Falling Ad Revenue Dims Homestore's Prospects

Long heralded by Wall Street as one of the few online ad survivors, the real estate site now must start coming up with some convincing answers about its sudden, sharp decline.

Long heralded by Wall Street as one of the few survivors of the dot-com shakeout, real estate Web site Homestore.com must start providing some convincing answers to investors about its sudden, sharp decline in advertising revenue.

On Thursday, the Westlake Village, Calif. company posted a whopping net loss of $106.6 million, or $0.96 per share. On a pro forma basis, the company posted a $0.06 per share loss, or $6.9 million — double Wall Street’s loss expectations, according to First Call/Thompson Financial estimates.

Advertising revenue represented $28.5 million of Homestore’s total revenues for the quarter — a decline of 44 percent from the previous quarter.

Furthermore, the company cut future guidance, anticipating a pro forma loss of about $0.30 to $0.38 per share. Wall Street had expected a fourth-quarter profit of a penny per share.

The news comes after several quarters of being pegged by analysts as one of the industry’s most recession-resistant players — in March, Goldman Sachs, for one, upgraded the stock to its highest rating, calling it the “closest to a defensive play in the Internet sector.”

Additionally, over the past 17 months Homestore’s stock price had fluctuated between $20 and $40 per share, defying the precipitous declines associated with most dot-com stocks. (The stock finally began slipping in late August.)

During the call, chairman and chief executive Stuart Wolff also broke the disconcerting news that Homestore.com is currently in a dispute with AOL Time Warner over a multi-million marketing agreement from last year — a situation that’s unlikely to improve after the company’s missed earnings report, since the deal is heavily dependent on Homestore’s stock value.

The arrangement called for AOL to promote and drive traffic to Homestore.com, in return for 3.9 million shares of HOMS stock, worth about $90 million. Unless the value of that stock stayed above a certain, unspecified level throughout the life of the deal, it called for Homestore.com to shell out cash payable through a $90 million letter of credit.

Now, evidently, AOL wants its money, although Wolff said the two parties are in talks. (At press time, HOMS was off 40 percent from its previous close of $4.99 per share.)

How Homestore came to such a troubled state so late in the game — and why its revenue decline happened so suddenly — raised prickly questions that executives hurried to address during a conference call with analysts and investors on Thursday.

“We were sheltered from much of the early softening, primary due to several multi-year multi-million dollar relationships we had established,” Wolff said during the call. “The agreements gave us a solid base of ad revenue and confidence that we had the ability to power through a short downturn, and we expected the downturn in media to end by the end of 2001.”

But this quarter, Wolff said the company for the first time began seeing shorter-term contracts and longer signing times.
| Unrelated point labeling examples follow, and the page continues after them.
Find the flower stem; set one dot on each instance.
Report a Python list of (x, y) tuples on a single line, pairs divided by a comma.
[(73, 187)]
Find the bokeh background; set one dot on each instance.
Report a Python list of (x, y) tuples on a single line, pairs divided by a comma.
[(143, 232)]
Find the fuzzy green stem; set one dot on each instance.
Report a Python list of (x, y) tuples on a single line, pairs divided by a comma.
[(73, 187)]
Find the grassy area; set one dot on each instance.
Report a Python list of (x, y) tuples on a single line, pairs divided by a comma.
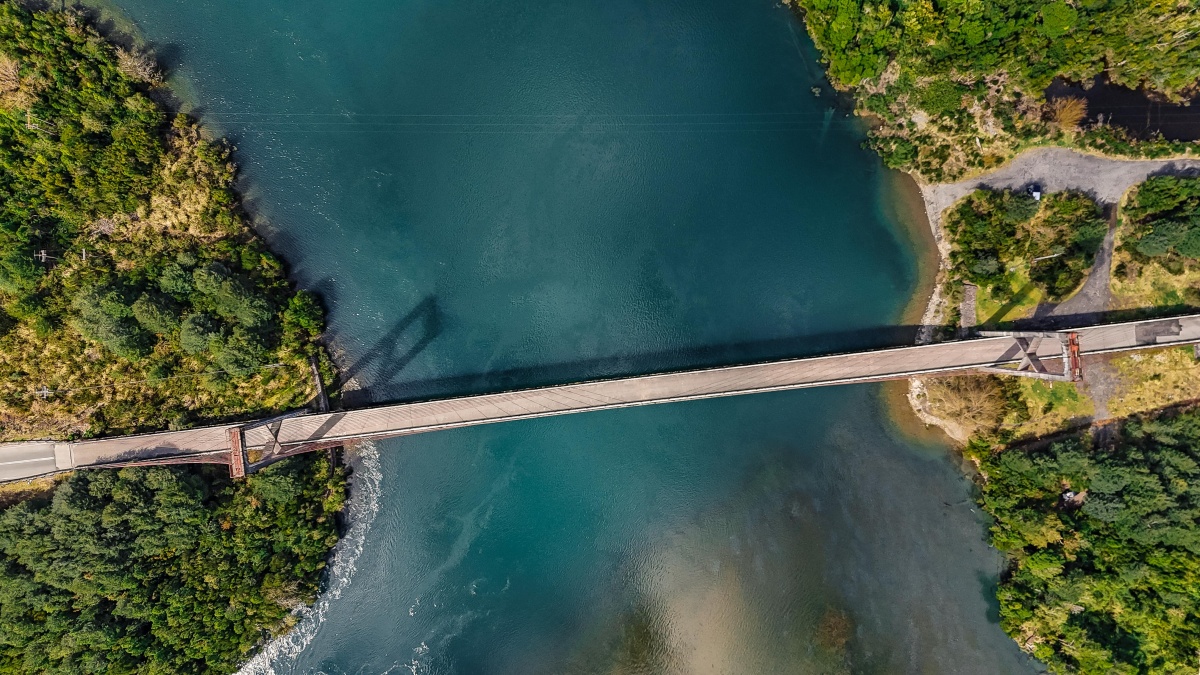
[(1019, 251), (1157, 256), (1017, 298), (22, 490), (1051, 406), (1155, 380)]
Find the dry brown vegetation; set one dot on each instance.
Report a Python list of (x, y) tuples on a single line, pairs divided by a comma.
[(138, 66), (1068, 112), (976, 402)]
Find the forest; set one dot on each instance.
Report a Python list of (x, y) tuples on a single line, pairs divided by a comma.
[(135, 296), (162, 569), (135, 293), (1104, 547), (958, 87), (1164, 219), (1003, 240)]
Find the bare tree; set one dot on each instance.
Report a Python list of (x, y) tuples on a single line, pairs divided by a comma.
[(10, 75), (975, 401), (1068, 112), (138, 65)]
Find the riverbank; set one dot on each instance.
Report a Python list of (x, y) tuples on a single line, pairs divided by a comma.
[(1105, 179)]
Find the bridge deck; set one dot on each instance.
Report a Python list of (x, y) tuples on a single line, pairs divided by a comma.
[(18, 460)]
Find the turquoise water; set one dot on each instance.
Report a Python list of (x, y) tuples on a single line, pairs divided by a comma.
[(495, 195)]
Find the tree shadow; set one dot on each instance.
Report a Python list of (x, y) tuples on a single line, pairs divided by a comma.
[(1013, 303), (384, 360), (377, 374)]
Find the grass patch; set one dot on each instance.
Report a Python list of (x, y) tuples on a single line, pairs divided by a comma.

That effect was compounded by events relating to the Sept. 11 terrorist attacks, which he said caused “pending contracts [to] not get signed, and some of our larger, expiring contracts … not renewed.”
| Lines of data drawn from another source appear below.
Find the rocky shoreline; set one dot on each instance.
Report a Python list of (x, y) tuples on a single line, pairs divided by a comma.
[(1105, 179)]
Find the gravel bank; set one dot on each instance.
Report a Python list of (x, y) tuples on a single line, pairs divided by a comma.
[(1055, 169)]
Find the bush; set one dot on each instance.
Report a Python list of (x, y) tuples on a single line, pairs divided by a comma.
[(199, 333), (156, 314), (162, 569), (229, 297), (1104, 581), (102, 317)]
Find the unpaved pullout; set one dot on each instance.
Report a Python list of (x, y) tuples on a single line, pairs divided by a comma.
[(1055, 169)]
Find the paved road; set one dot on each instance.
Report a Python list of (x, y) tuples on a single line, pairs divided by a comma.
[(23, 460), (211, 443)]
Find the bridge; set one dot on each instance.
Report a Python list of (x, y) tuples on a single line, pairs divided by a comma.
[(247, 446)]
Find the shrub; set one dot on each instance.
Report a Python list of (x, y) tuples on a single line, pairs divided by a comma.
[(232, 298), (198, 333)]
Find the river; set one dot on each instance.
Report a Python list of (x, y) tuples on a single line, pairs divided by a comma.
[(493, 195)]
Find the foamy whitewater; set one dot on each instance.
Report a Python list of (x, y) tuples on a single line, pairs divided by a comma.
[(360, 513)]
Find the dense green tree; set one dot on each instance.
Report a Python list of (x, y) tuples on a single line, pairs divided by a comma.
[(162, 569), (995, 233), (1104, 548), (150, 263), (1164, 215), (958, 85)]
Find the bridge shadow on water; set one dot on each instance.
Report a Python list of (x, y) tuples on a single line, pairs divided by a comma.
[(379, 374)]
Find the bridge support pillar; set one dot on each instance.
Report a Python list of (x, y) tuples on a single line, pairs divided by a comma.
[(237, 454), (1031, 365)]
Specifically, multiyear contacts with Wells Fargo and Web finance firm Dorado.com — representing more than $50 million each — were not renewed during the quarter, Wolff said. A third major advertiser, GMAC, renewed only a small portion of its earlier advertising commitment.

“As a result, our advertising pipeline is extremely limited today, and we do not believe a substantial recovery is likely in 2001 or 2002, given the current macroeconomic environment,” he said during the call. “We are reducing our forecast for advertising revenues … and are scaling back our cost structure accordingly.”

Whether the markets will buy the company’s story is another question altogether. In a research note, former Internet bull Henry Blodget of Merrill Lynch wrote that Homestore “now has a credibility problem,” and that the company’s attribution of its advertising shortfall largely to Sept. 11 “remains implausible, in our opinion.”

At any rate, the company said it is also taking steps to cut costs, and boost subscription and professional services revenue. A week ago, Homestore restructured its operations and announced an expense-reduction plan that would cut $159 million annually, and help it “move away from online advertising,” Wolff said on Thursday.

Nevertheless, he added that the company still had faith in the Web advertising model and advertisers’ eventual return to the site.

“It is just a question of when,” Wolff said.